良久,他微不可见地叹息道:“今天是我疏忽了,对不住你。”
灵府闭上眼睛,攒了攒力气,撑着身体坐起来。
她低头看了一眼自己的衣着,又在室内搜寻自己的外衫。
还好,婢女们只是给她脱了,没有给她藏起来。
她唯一的一件男式外衫此刻正挂在西边墙的屏风上。
她现在的穿着在她从前的眼光看绝谈不上暴露,可此刻她却觉得难堪。
也许不知不觉间,她已经入乡随俗,变得保守起来;
也许是在这里,她的身体一次次被歹毒算计,让她潜意识里加重了要把自己包裹起来的念头。

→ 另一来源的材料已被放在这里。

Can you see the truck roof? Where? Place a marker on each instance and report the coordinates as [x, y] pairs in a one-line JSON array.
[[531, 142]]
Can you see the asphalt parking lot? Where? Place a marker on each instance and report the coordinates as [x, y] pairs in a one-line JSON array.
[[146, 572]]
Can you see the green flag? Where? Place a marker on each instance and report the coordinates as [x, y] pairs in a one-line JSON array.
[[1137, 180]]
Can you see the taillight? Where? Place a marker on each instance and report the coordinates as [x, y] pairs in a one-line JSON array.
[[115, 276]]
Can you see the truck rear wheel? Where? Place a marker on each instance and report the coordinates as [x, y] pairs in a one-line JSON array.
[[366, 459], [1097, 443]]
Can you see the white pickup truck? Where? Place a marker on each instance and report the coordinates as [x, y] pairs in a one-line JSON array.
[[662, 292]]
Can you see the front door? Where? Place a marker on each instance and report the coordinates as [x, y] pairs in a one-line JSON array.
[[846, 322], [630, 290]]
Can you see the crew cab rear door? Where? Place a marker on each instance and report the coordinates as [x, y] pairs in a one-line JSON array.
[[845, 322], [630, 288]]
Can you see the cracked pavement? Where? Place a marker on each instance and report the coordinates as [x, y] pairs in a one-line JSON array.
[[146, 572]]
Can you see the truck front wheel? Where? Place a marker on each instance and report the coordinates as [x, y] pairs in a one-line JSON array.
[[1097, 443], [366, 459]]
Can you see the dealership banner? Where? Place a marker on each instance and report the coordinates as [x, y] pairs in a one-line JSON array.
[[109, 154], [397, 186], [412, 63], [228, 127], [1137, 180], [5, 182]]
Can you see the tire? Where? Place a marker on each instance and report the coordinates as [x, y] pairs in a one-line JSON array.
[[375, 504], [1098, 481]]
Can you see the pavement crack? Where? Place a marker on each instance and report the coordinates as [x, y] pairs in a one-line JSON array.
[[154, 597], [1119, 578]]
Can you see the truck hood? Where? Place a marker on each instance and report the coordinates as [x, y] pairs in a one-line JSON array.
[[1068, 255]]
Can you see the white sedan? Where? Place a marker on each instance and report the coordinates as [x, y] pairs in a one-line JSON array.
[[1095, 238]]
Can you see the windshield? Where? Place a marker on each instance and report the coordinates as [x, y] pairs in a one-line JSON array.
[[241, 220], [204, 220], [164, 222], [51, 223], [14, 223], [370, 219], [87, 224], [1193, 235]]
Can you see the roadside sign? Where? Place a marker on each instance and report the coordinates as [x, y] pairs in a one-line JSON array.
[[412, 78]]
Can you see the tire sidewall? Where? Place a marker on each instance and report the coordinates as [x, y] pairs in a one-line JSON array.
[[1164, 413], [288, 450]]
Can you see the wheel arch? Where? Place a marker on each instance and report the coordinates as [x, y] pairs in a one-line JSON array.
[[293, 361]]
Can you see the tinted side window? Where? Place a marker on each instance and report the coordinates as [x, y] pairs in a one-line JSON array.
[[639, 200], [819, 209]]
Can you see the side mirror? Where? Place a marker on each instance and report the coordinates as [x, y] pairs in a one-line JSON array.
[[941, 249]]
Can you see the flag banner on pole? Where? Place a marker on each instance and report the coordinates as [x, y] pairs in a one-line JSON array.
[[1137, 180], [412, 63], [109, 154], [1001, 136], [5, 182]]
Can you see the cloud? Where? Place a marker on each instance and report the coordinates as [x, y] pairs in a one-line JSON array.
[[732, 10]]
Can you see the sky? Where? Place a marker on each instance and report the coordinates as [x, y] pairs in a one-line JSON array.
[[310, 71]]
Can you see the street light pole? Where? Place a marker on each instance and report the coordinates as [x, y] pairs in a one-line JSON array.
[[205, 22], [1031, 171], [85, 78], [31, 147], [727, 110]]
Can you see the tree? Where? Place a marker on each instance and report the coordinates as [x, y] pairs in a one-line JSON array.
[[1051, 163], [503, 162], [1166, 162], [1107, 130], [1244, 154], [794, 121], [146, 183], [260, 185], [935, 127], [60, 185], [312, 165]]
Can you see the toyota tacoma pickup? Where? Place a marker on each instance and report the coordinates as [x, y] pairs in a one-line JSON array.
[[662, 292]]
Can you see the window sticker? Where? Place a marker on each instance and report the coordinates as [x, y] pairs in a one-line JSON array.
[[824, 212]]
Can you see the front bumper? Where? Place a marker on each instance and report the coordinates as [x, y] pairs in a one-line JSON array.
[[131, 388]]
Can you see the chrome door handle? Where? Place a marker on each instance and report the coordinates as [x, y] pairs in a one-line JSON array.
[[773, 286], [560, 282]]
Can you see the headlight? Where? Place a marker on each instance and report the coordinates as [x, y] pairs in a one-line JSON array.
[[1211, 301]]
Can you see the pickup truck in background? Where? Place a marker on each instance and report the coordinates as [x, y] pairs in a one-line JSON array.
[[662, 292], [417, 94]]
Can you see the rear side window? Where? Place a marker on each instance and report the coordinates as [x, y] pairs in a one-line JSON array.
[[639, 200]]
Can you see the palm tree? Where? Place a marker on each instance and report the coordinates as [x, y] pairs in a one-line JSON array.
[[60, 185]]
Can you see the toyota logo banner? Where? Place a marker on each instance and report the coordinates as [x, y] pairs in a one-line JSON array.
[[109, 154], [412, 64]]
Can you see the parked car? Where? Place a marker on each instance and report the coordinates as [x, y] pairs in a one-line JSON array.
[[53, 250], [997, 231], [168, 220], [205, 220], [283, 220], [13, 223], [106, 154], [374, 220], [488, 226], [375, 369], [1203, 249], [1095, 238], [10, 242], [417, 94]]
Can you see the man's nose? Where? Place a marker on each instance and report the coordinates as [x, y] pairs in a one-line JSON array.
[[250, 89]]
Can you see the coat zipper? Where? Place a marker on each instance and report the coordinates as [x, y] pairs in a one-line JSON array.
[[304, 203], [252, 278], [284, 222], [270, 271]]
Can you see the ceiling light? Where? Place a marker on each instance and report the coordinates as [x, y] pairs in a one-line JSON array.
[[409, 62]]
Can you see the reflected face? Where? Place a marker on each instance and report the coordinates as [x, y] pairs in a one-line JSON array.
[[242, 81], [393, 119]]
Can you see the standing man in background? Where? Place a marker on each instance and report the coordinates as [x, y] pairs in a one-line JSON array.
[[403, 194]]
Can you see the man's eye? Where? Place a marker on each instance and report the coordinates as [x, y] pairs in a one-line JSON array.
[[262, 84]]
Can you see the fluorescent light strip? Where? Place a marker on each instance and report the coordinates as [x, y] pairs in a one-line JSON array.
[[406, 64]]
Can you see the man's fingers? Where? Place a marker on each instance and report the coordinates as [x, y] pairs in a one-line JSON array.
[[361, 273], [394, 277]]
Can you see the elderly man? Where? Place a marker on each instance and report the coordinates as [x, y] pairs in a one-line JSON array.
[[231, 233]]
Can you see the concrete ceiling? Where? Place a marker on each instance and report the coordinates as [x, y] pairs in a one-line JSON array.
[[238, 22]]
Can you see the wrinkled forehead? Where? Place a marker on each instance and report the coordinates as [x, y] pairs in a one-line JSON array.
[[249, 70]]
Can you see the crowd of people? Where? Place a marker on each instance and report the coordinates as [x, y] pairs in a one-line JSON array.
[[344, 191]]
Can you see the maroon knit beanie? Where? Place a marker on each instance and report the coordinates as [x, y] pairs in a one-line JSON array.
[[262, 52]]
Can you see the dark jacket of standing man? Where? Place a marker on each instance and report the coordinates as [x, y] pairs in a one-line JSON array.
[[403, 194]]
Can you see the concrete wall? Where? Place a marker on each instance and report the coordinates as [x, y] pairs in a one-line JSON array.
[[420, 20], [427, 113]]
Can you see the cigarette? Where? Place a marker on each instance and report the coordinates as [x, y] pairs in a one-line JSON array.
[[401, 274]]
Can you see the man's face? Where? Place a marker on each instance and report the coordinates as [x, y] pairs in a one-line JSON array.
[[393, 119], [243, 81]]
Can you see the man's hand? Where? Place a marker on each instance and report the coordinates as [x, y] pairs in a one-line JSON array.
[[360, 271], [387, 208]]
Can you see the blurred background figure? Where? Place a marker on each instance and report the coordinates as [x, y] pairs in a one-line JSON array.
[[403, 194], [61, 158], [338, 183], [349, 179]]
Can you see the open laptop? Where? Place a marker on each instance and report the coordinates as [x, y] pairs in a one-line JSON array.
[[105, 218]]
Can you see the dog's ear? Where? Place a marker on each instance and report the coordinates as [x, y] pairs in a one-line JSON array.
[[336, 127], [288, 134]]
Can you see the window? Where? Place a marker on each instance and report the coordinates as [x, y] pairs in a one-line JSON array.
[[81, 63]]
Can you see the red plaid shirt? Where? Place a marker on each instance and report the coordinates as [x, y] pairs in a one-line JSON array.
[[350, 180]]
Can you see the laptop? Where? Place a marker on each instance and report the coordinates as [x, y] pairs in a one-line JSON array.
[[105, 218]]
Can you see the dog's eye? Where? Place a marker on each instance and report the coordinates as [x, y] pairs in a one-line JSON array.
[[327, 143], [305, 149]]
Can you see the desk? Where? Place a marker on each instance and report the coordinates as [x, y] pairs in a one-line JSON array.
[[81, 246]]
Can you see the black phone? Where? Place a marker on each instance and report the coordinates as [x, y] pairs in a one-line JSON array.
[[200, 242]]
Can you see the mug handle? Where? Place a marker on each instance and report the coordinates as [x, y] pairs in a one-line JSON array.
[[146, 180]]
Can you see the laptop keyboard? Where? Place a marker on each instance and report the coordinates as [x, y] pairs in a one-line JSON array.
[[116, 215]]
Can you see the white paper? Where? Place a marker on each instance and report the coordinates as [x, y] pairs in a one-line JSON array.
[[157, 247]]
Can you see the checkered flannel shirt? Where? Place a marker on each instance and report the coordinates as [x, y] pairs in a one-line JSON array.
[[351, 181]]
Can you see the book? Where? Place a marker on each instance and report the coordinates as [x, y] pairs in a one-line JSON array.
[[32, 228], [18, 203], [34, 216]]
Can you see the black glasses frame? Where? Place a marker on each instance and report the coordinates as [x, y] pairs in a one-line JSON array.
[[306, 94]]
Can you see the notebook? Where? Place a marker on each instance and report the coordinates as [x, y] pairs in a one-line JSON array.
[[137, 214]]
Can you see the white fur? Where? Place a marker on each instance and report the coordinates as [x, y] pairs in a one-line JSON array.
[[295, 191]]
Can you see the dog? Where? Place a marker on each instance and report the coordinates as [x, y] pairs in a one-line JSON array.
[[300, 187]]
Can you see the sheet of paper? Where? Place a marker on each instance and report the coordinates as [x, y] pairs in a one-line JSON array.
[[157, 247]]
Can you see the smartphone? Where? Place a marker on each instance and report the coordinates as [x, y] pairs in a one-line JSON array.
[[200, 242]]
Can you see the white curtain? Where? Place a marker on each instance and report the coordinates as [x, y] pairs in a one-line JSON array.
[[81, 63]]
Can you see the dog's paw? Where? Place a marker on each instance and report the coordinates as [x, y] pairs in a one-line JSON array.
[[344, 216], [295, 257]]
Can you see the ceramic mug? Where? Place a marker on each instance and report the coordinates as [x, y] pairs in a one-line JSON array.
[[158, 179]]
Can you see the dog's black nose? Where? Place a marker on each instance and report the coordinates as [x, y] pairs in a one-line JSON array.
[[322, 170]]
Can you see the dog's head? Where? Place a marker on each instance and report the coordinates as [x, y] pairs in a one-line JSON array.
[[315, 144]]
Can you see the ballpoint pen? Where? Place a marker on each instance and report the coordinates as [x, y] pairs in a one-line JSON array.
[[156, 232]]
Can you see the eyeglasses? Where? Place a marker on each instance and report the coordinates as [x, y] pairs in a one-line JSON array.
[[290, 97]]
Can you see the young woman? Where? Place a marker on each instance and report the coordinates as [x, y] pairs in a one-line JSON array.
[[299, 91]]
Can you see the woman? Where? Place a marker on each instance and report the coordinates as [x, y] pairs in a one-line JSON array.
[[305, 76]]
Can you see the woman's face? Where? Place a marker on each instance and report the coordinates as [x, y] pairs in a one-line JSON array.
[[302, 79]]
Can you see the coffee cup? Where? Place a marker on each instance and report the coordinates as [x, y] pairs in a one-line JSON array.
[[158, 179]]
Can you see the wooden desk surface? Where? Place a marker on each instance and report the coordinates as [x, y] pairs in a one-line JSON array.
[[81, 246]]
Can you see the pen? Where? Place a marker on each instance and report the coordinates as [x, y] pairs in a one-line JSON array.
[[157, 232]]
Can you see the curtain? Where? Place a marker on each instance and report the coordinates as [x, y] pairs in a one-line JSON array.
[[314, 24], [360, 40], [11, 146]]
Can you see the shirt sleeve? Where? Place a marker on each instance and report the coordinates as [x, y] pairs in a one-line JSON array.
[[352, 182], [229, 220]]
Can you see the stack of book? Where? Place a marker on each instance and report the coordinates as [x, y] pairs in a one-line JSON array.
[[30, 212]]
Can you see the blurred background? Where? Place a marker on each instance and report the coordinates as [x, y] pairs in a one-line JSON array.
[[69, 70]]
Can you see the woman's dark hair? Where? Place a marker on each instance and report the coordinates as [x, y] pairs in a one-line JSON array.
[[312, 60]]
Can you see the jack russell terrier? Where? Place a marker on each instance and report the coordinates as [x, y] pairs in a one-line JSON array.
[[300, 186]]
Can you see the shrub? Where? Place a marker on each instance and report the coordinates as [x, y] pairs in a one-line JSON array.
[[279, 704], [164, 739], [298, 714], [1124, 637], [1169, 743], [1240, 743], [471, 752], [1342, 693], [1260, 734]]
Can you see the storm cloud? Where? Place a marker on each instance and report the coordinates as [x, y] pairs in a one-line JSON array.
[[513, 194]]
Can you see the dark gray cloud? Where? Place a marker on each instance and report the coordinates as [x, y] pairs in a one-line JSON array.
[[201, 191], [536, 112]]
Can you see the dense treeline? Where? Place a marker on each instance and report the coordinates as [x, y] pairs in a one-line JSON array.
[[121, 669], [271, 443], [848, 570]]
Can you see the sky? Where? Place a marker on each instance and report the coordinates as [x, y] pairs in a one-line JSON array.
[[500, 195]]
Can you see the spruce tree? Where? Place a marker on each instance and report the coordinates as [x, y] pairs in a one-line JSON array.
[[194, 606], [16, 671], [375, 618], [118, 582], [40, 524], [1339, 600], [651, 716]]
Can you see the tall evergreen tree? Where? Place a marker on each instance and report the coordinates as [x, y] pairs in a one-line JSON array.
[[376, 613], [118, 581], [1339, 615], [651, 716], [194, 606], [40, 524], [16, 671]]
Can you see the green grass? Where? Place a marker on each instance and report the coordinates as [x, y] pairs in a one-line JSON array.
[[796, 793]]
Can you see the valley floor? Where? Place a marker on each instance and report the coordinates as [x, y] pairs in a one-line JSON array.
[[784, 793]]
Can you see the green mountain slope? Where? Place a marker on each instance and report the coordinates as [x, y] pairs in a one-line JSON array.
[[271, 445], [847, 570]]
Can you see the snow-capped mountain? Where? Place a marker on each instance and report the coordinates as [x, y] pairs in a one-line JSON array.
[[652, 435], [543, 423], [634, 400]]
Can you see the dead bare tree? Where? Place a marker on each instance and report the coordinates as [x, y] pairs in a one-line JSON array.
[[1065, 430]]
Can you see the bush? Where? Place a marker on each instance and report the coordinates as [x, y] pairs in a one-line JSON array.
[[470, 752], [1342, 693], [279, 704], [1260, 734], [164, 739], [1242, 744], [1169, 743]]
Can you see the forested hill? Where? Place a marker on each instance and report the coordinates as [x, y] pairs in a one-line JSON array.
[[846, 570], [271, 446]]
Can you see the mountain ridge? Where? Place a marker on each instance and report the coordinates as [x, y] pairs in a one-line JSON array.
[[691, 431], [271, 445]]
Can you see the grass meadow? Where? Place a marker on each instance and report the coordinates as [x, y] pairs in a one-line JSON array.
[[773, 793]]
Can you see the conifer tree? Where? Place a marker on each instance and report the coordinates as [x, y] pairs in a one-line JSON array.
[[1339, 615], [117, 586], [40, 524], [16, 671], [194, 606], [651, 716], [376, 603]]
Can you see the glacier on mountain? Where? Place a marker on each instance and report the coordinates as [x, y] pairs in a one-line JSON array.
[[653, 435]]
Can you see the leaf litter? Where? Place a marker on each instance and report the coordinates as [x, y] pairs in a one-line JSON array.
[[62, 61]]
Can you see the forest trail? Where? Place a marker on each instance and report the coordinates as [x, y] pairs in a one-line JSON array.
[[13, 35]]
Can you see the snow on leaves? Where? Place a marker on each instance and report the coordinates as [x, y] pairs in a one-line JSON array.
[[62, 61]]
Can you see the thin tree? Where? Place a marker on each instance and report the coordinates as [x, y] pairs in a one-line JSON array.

也许,她急需以正式的姿态和崔元庭进行下面的谈话,于是她沉哑地道:“劳驾,把我的外衫给我。”
崔元庭闻声回头,顺着灵府的目光走过去把外衫拿给她。
目光短暂相接,崔元庭再度背过身,这次没有走开。
灵府披好外衫:“不怪县尊,是我酒量不好,还要多谢你来得及时。”
闻言,崔元庭忍不住想回头,终究还是忍耐了,又是无声地叹息。
可他也不明白自己究竟在叹息什么。
是叹息即使在自己身边,还是让她遭受了这样的事?还是叹息她云淡风轻的话,轻易就隔开了他想对她的关心,不肯对他流露一点内心情绪?
沉默了片刻,崔元庭道:“你没喝过酒?”
灵府垂下眼帘,酒她是喝过的,大学毕业前的告别宴,她喝了两罐啤酒,结果就被同宿舍人架回来睡到第二天上午。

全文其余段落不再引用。